Football

Matt Nagy’s Fixation On Kickers Will Surely Kill Us All

I know that football coaches are obsessives beyond the point of comprehension. I get that every minute detail of the team is pored over to a degree that a lazy-ass like myself would think comes from another dimension. “Fixation” is a word that most NFL coaches are so far beyond it’s not even worth considering. And most of it is because they just feel the other guy is doing the same, even if it has no actual benefit and it wouldn’t kill anyone if these coaches actually bothered to learn their daughters’ names.

Still, the Bears’ offseason and now training camp being primarily focused on the kicking competition has been…well, there are a few words for it. Strange, annoying, needless, and inflammatory are some that come to mind. To the point where I’m wondering what’s really going on here.

Yeah, I get it. Cody Parkey made this worse by going on whatever national morning show and removing his own rib to show how much missing THAT KICK hurt him but what a big guy he was by moving on from it.
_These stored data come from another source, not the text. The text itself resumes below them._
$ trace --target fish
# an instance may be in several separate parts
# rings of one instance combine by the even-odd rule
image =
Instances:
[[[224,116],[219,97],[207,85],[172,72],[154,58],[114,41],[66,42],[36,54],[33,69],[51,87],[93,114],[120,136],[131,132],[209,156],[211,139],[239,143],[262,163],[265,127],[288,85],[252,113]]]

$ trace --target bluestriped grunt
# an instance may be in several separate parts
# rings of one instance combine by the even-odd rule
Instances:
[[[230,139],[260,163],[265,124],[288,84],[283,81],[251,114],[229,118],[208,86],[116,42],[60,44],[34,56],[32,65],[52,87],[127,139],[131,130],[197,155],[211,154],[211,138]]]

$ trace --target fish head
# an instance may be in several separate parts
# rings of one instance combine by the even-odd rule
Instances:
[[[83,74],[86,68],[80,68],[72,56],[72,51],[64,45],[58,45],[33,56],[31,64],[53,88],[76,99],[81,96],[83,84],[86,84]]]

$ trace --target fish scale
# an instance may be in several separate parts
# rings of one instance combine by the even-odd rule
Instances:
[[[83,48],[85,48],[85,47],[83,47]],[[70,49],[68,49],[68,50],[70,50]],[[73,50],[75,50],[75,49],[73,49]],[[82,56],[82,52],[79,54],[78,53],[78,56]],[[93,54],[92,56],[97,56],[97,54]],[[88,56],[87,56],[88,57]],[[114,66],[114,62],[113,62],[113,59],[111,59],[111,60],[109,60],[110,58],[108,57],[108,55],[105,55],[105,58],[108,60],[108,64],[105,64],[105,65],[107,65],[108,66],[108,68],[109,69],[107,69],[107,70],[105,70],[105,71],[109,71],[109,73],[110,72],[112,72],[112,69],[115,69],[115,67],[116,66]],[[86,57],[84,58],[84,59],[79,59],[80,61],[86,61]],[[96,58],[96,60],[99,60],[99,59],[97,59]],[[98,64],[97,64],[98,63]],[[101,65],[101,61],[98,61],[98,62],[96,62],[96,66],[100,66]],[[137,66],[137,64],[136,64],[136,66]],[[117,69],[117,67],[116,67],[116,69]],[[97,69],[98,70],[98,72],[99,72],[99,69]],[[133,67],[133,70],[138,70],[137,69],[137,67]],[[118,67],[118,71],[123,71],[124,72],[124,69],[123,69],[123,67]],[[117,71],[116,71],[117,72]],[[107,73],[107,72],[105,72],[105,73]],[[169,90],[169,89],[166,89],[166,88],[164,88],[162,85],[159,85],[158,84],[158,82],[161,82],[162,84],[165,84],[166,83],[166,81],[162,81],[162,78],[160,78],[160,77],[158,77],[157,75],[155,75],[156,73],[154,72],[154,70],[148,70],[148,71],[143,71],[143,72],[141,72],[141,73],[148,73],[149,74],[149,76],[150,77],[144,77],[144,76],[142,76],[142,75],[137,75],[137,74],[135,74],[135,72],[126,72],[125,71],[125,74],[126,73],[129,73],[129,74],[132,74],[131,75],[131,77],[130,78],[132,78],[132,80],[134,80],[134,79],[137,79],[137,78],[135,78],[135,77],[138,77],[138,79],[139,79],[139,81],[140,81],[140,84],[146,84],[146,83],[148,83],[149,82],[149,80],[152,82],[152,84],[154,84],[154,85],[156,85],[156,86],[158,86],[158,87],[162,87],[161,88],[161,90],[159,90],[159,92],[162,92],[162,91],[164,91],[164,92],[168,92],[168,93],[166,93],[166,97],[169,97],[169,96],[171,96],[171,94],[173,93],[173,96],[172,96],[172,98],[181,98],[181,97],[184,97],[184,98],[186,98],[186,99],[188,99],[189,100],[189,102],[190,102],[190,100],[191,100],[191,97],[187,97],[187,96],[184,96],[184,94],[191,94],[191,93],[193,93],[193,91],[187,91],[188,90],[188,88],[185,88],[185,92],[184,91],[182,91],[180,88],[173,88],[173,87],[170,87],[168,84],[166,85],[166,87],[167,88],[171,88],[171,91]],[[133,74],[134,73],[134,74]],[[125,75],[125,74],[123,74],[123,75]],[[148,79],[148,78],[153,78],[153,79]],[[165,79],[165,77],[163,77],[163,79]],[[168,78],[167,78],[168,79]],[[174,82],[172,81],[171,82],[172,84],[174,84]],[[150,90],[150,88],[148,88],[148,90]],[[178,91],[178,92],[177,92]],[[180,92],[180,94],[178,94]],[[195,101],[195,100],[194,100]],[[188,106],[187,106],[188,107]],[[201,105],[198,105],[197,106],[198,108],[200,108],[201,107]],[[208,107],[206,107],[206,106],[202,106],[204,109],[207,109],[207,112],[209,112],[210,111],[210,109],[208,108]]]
That in itself is going to create more attention on the position than normal, whether the Bears booted him into the river or not (I’ll give Parkey this, he did the whole “Point To Jesus” thing after he fucked up as well, which is more than most fuck-you-pious athletes do).

But it’s gone beyond that. We had the “Kicking Cavalcade” in mini-camps, with everyone being forced to make a 43-yarder in front of the whole team. Or Nagy mentioning it while singing the stretch at Wrigley. Or his constant reminders in interviews about how the ending of last season haunts him. Or making the two kickers in camp make 43-yarders, and how the first preseason game contained a field goal of that exact length in the first half. And how symbolic that was.
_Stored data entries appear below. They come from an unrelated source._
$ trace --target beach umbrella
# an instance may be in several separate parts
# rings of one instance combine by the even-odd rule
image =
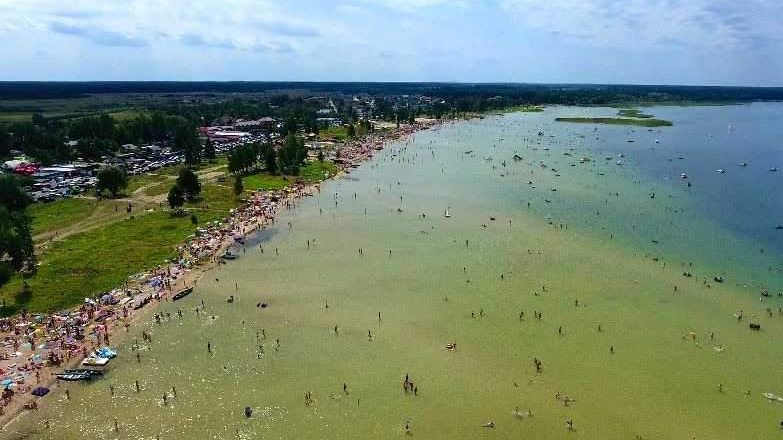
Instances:
[[[49,394],[49,388],[38,387],[38,388],[34,389],[33,392],[30,393],[30,394],[32,394],[33,396],[43,397],[43,396]]]
[[[11,388],[11,385],[14,384],[14,381],[11,379],[3,379],[2,382],[0,382],[0,385],[3,386],[3,388],[8,389]]]

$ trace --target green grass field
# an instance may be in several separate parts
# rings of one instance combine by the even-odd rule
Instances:
[[[168,194],[169,190],[174,186],[174,181],[172,180],[171,183],[160,183],[158,185],[153,185],[150,187],[147,187],[142,191],[145,196],[148,197],[156,197],[161,194]]]
[[[629,118],[555,118],[557,122],[575,122],[579,124],[634,125],[637,127],[670,127],[671,121],[662,119]]]
[[[37,113],[37,112],[15,112],[15,111],[4,112],[2,111],[2,108],[0,108],[0,123],[13,124],[17,122],[32,122],[33,113]],[[99,116],[103,113],[107,113],[107,112],[98,111],[98,110],[85,110],[85,111],[55,110],[55,111],[45,111],[42,112],[41,114],[47,119],[66,120],[66,119],[85,118],[88,116]],[[117,121],[127,121],[130,119],[134,119],[137,116],[140,116],[144,113],[145,112],[143,110],[131,110],[131,109],[117,109],[115,111],[108,111],[109,116],[111,116]]]
[[[266,172],[251,174],[242,178],[242,184],[245,186],[246,191],[274,191],[283,189],[290,183],[283,176],[275,176]]]
[[[170,167],[170,168],[175,168],[175,167]],[[164,171],[164,170],[168,170],[168,168],[161,168],[158,171]],[[167,177],[167,175],[168,175],[167,173],[160,173],[160,174],[142,174],[140,176],[131,176],[130,178],[128,178],[128,187],[125,188],[123,193],[126,195],[131,195],[136,190],[138,190],[143,186],[152,185],[155,183],[164,183],[168,181],[173,182],[173,180],[170,177]]]
[[[345,141],[348,139],[348,131],[345,127],[322,128],[318,131],[318,136],[321,138],[333,137],[338,141]]]
[[[36,203],[27,212],[33,218],[33,235],[36,235],[80,222],[90,217],[98,206],[96,200],[71,198]]]
[[[310,162],[299,170],[299,176],[306,182],[320,182],[337,174],[337,165],[332,162]]]
[[[79,199],[62,202],[67,203],[34,209],[36,232],[46,228],[54,230],[85,218],[97,204]],[[186,203],[185,208],[202,225],[225,218],[238,203],[229,185],[205,184],[201,198]],[[57,212],[60,214],[52,214]],[[38,273],[29,281],[29,292],[23,292],[18,277],[0,288],[0,298],[7,304],[0,314],[13,314],[22,308],[40,312],[75,306],[85,297],[122,285],[134,273],[162,264],[174,256],[176,247],[197,227],[191,223],[190,216],[172,217],[164,210],[135,214],[132,219],[125,218],[50,243],[38,257]]]
[[[172,257],[194,230],[188,217],[155,212],[53,242],[39,257],[29,293],[20,293],[19,278],[0,289],[0,298],[10,305],[3,314],[67,308],[120,286],[129,275]]]

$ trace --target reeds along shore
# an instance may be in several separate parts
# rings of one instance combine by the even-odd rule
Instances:
[[[442,121],[417,122],[381,134],[372,134],[340,148],[342,171],[372,158],[389,142],[414,135]],[[0,319],[0,374],[9,385],[0,400],[0,425],[7,426],[22,411],[37,408],[36,387],[56,386],[58,371],[74,368],[100,347],[110,346],[116,331],[141,319],[157,304],[194,287],[222,256],[243,238],[274,223],[281,207],[319,191],[318,183],[297,183],[282,191],[255,192],[223,222],[200,228],[196,237],[177,248],[177,258],[154,269],[128,277],[125,285],[94,298],[78,308],[51,313],[22,312]],[[122,356],[124,353],[120,353]]]

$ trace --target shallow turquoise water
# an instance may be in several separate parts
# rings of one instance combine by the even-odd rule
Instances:
[[[758,146],[753,165],[718,174],[716,161],[737,160],[733,138],[709,140],[727,133],[721,120],[735,121],[732,136],[743,124],[774,136],[781,109],[652,108],[675,126],[648,132],[554,122],[613,109],[551,108],[419,133],[298,202],[265,232],[263,253],[249,246],[176,307],[162,306],[181,308],[182,319],[132,328],[106,377],[69,385],[70,401],[56,390],[4,435],[772,438],[783,407],[761,393],[783,394],[783,318],[780,299],[758,292],[781,290],[780,243],[758,224],[779,214],[780,177],[756,162],[780,153],[747,141]],[[764,222],[723,209],[735,204]],[[725,283],[711,281],[719,274]],[[207,315],[197,317],[202,300]],[[738,310],[763,331],[738,323]],[[153,343],[137,362],[142,330]],[[683,339],[689,332],[695,340]],[[446,350],[452,342],[457,350]],[[406,374],[418,395],[403,390]],[[489,421],[494,429],[481,427]]]

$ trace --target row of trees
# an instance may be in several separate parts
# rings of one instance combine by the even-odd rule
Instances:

We’ve been inundated with updates from all the Bears beats every day. Our Sons Of Wilber Marshall have had to address it here. You can’t escape. It’s everywhere.

Fuck right off.

At this point, I can’t help but wonder if it’s a cover. Because somewhere deep down, Matt Nagy knows that game didn’t have to come down to a makable-but-not-chip-shot kick. Somewhere, he knows if he hadn’t spent at least the first half against the Eagles calling plays with one hand around his throat and the other with the thumb somewhere sensitive, maybe the Bears are playing from on top. Maybe he knows that at the biggest drive of the season, his defense let him down and got run over by Nick Goddamn Foles and the wounded ducks he was tossing only in a general direction. He certainly would have to be aware of the former, as it would be the second straight year he spent at least a half of a playoff game making his offense run a three-legged race. If he’s not, that’s certainly a much bigger problem for the Bears moving forward.
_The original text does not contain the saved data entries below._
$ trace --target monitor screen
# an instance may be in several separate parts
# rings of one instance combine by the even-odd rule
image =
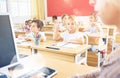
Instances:
[[[0,68],[18,62],[9,15],[0,15]]]

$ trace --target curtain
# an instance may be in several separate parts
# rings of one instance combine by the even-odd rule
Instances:
[[[31,18],[45,20],[44,0],[31,0]]]

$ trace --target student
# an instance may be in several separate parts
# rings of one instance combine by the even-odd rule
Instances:
[[[67,14],[63,14],[62,17],[61,17],[61,20],[62,22],[59,23],[57,20],[54,21],[54,24],[57,23],[58,26],[59,26],[59,32],[64,32],[66,31],[66,23],[67,23],[67,20],[68,20],[68,15]]]
[[[90,0],[90,4],[105,24],[120,30],[120,0]],[[101,68],[72,78],[120,78],[120,46],[105,58]]]
[[[68,20],[68,15],[67,14],[63,14],[62,17],[62,25],[66,26],[67,20]]]
[[[32,23],[32,20],[26,20],[25,21],[25,32],[26,33],[30,32],[31,23]]]
[[[40,37],[40,41],[46,41],[45,34],[41,32],[42,27],[43,22],[41,20],[33,20],[30,28],[31,33],[26,37],[26,40],[34,40]]]
[[[52,16],[52,22],[55,23],[56,21],[57,21],[57,16],[56,15]]]
[[[68,43],[84,43],[84,38],[82,33],[78,31],[78,26],[76,25],[75,19],[73,16],[69,16],[66,25],[67,30],[63,33],[59,32],[58,24],[55,24],[53,31],[53,40],[63,40]]]
[[[59,25],[59,31],[64,32],[64,31],[66,31],[66,24],[67,24],[67,20],[68,20],[68,15],[63,14],[61,19],[62,19],[62,23]]]
[[[87,34],[99,36],[100,37],[99,45],[103,45],[103,40],[102,40],[103,30],[102,27],[97,23],[97,16],[95,13],[92,13],[89,16],[89,24],[90,25],[87,29]],[[99,49],[99,45],[92,45],[90,51],[96,52]]]
[[[90,33],[96,33],[96,34],[101,34],[102,33],[102,27],[97,23],[97,16],[95,13],[91,14],[89,16],[89,28],[88,32]],[[102,34],[101,34],[102,35]]]

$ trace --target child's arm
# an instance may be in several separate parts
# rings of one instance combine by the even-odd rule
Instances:
[[[68,40],[67,42],[74,43],[74,44],[84,44],[84,38],[79,37],[79,38],[74,39],[74,40]]]
[[[60,32],[59,32],[59,25],[58,22],[55,22],[54,24],[54,30],[53,30],[53,40],[58,41],[61,40]]]

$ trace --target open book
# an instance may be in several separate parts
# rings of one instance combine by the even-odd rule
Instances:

I doubt he’s intentionally hanging Ryan Pace out to dry, but that’s certainly a knock-on effect. And while Pace is hardly perfect, he did construct a roster ready to turn Nagy into one of the most successful first-year coaches in history. Perhaps tone it down a notch there, visor?

And this isn’t healthy. What kicker is going to live up to this? Now you’ve whipped the fans into a frenzy, the press into one, and those two just keep feeding into each other. The Bears could gut the Packers in Week 1 34-3 (which they will), but if whatever kicker is chosen misses one field goal, you know what the calls will be about Monday, right?  What at least one article in each of the Trib, Sun-Times, and Athletic will be? It’s now a constant question until the end of the season, and nothing will ever be good enough until Mystery Kicker makes a winning kick in a playoff game.

Except that might not come up. Close games are inevitable in January, but they hinge on a lot of factors. Yes, field goals are directly tied to points in the way that a more adventurous call on second or third down at the 40 is not. Or a missed tackle behind the line that results in a three-yard gain instead. But teams have won the Super Bowl without needing a buzzer-beater. I know, hard to believe, but it’s true.

But still, it’s a kicker. It’s middle relief of football. You find one somewhere, he sticks around for a few years, and then you find another one. Had you heard of Aldrick Rosas before last year? Do you even know who it is now? He’s the Giants kicker and finished second in FG% last season. Mike Badgley? You don’t have any idea, and if you do it’s only because he was on your fantasy team, and he was assuredly your last pick or waiver pick-up.

They just come from somewhere. Even if it’s your team, you don’t really know where. And yeah, it’s noticeable when you pick a bad one, as the Bears did last season. It happens sometimes, but to say that’s the reason the season was torpedoed is missing the whole picture. Me? I’m much more worried about Mitch Betta’ Have My Money’s accuracy.

I don’t want to say it’s untenable. I doubt there’s no kicker anywhere who can’t put everyone’s mind at ease within the season’s first few weeks. But it shouldn’t have to be like this. If it works as a cover for other weaknesses on the team as they get worked out…well, ok. I guess. Seems like it’s a pretty elaborate and heavy-worked smokescreen, though.